Anyangwe said, as the Malawi Vision 2020 expires in less than two years’ time, the 2018 census presents Malawi with a great opportunity to update its vision or create a new vision that is informed by reliable national statistics.

“We are all aware that a census is among the most complex and massive peacetime exercises a nation undertakes. It does not merely count people; it also measures fertility, mortality and movement, helping to predict demographic trends. And it can uncover inequalities in employment, education and wealth.

“Therefore, government’s efforts to address growing inequalities, especially among the poor, will largely depend on this data,” Anyangwe said as quoted by the Daily Times.

The National Statistical Office (NSO) needs about MK14.6 billion but currently has about K13.2 billion for the September activity and the UN expressed hope that more development partners would come on board to fill the budget gap.

Finance, Economic Planning and Development Minister, Goodall Gondwe, said precise data is crucial in development planning, adding that the government is confident that NSO will do a good job in the exercise to be conducted under the theme ‘Be counted – Leave No One Behind’.

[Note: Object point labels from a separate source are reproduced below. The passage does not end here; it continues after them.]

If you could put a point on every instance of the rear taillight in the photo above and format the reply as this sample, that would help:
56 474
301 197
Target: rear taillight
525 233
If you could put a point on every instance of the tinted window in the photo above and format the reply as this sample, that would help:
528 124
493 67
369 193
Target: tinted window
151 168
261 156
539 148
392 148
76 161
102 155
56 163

Gondwe said it is important to prepare people on the questions that will be asked for them to be cooperative.

“There are some questions which will need people’s honest answers if our data is to help us make right decisions,” Gondwe said.

Commissioner of Statistics, Mercy Kanyuka, said the main aim of census communication and publicity campaign is to sensitise the public to the purpose of the census and to ensure the cooperation of people in providing complete and accurate data.

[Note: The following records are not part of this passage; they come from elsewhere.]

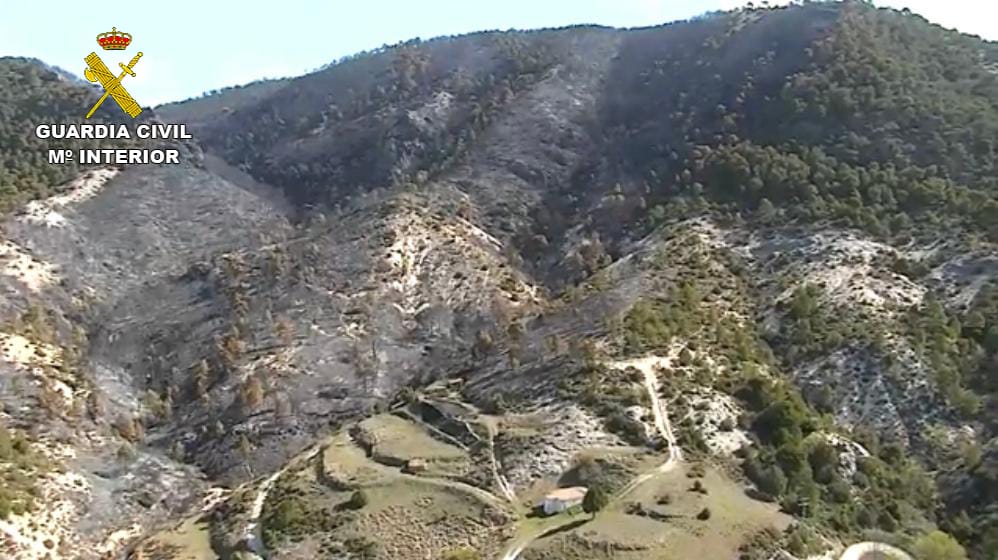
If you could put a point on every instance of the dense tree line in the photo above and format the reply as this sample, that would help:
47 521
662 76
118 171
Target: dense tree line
871 118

“A well-planned publicity campaign is essential to create a favourable environment for the collection of census data,” Kanyuka said.

She also said several aspects of communication have been considered and special attention has been paid to areas with cultural problems such as the existence of bloodsucking myths.

NSO is expected to employ 20,000 enumerators and 5,000 supervisors for the exercise, which will use handheld electronic gadgets, including tablets, in capturing of data.